Devonian

By Mover

In Search of Old Torquay -To the Manor Born

This is the communal sitting room for some fabulous apartments in Lincombe Manor, a large Victorian house overlooking the bay, which has been sympathetically restored. Mrs Mover decided not to buy one as there was nowhere to put the vacuum cleaner.

It is a Grade II listed building built in 1862-4 and c1890 by JR Rowell for
Sir Lawrence Palk.
INTERIOR: The main entrance hall is a high 2-storey space with
a gallery around the first floor. An imperial staircase with a
5-light stained glass window at the landing contains the coats
of arms of the family. There is an ornamental stone fireplace
with a French Gothic hood to the ground floor of the hall and
similar fireplaces and overmantels exist in the other
principal ground-floor rooms, several being of an elaborate
Jacobean character.
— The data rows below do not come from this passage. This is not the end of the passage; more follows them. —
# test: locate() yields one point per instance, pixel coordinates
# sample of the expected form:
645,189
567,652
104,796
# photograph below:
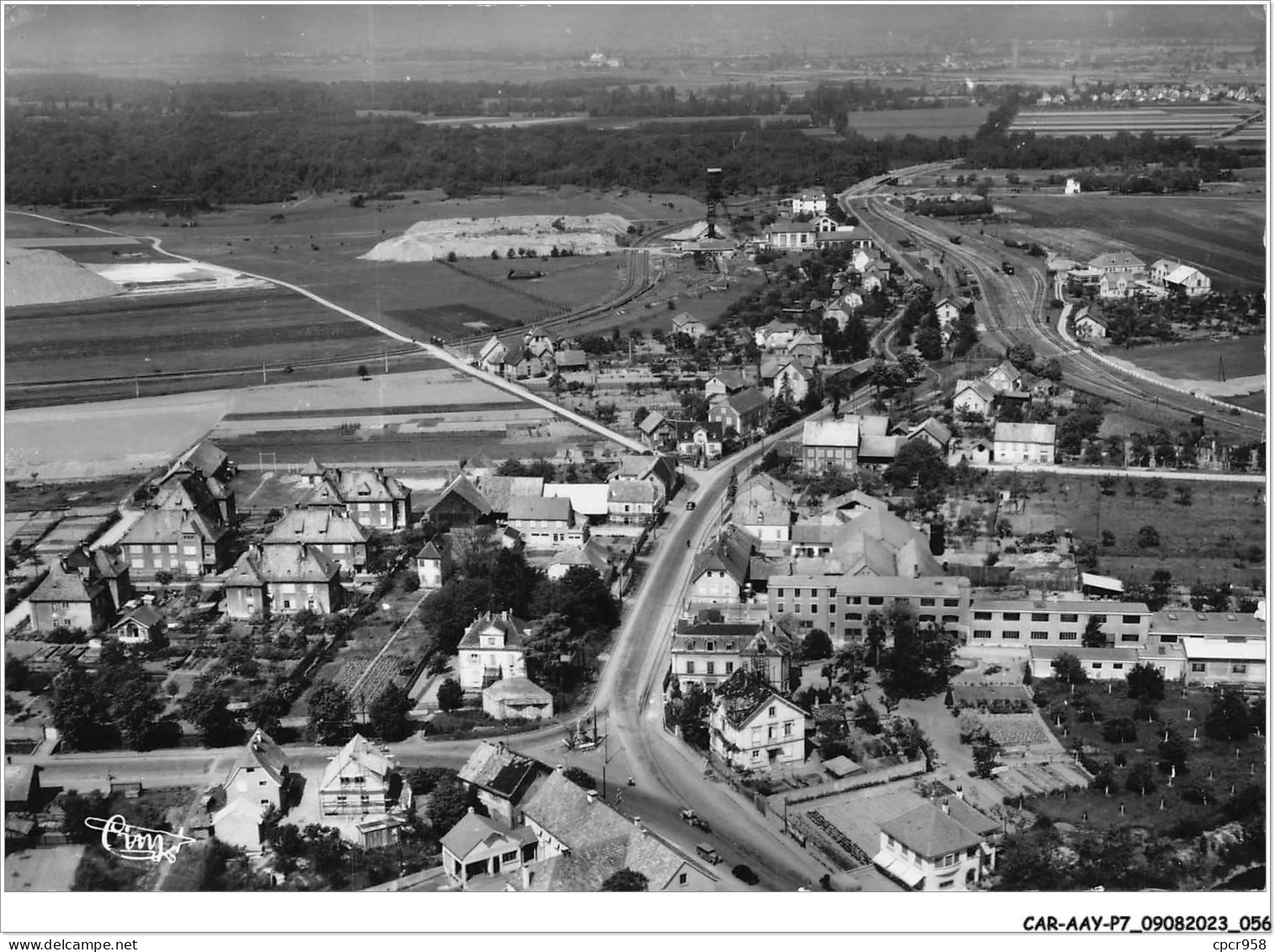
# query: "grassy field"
1097,810
1198,359
1201,542
928,124
1222,236
319,241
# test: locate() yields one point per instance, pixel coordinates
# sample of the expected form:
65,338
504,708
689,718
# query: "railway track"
1017,315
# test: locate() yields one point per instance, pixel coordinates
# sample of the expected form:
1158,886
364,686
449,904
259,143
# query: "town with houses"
821,566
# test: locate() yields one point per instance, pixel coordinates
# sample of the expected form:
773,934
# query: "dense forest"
69,141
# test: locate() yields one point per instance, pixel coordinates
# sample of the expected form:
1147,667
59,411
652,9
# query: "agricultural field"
1219,537
1222,236
1201,121
927,124
1198,359
319,241
134,338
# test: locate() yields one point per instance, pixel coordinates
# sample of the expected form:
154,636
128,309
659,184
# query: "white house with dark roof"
583,842
831,444
546,523
433,562
1118,263
361,780
938,849
477,847
755,728
502,779
973,396
633,501
690,325
1023,443
329,530
269,580
491,649
180,542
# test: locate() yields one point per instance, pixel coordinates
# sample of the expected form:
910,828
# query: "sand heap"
478,237
39,277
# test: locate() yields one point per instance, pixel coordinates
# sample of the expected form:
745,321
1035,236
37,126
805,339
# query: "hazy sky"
68,35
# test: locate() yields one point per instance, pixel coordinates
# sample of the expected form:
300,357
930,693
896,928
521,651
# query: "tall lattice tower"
712,199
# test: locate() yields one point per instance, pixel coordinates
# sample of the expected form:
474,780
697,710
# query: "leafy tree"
331,713
1141,779
581,778
1119,731
985,751
450,696
816,645
1228,716
205,706
693,718
78,709
268,708
449,802
1173,751
389,713
1067,669
1022,356
866,716
625,880
1145,682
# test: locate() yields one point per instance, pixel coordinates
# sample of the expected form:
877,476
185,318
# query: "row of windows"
1065,617
710,667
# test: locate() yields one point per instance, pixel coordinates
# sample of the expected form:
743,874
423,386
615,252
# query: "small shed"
517,699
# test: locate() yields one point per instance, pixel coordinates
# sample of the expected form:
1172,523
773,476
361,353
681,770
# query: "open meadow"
1219,537
1222,236
1200,359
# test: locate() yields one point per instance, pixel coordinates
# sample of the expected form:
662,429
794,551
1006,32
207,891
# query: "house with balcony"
745,412
784,375
707,650
698,443
329,530
269,580
754,728
185,543
73,598
478,847
369,496
720,574
491,650
361,780
633,501
546,523
948,848
502,779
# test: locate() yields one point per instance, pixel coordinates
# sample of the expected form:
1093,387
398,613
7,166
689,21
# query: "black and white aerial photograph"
633,448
The dining room (former billiard room) at
the rear has an interesting barrel-vaulted ceiling with a
full-height hood over the fireplace in the eastern gable wall.
The original joinery and plasterwork is almost complete
throughout the house.
HISTORICAL NOTE: The Palk family were responsible for much of
the early development of Torquay during the first part of the
19th century, particularly the Lincombe and Warberry areas.
Sir Lawrence was a major benefactor to the town and later
became Baron Haldon of Haldon in April 1880. He died in 1883.
The house also has associations with Sir Francis
Layland-Barratt who purchased the manor in 1906. The manor is
now the centre for the Royal National Institution for the
Blind and is used as their national rehabilitation centre. A
number of alterations have been made to facilitate the use of
the building for this purpose, but these are of a minor nature
and it remains a remarkably unaltered example of a large
Victorian family house.
(Buildings of England: Pevsner N: Devon: London: 1952-1989:
P.860).

In recent years the house belonged to the Royal National Institute for the Blind and was a residential rehabilitation and training centre.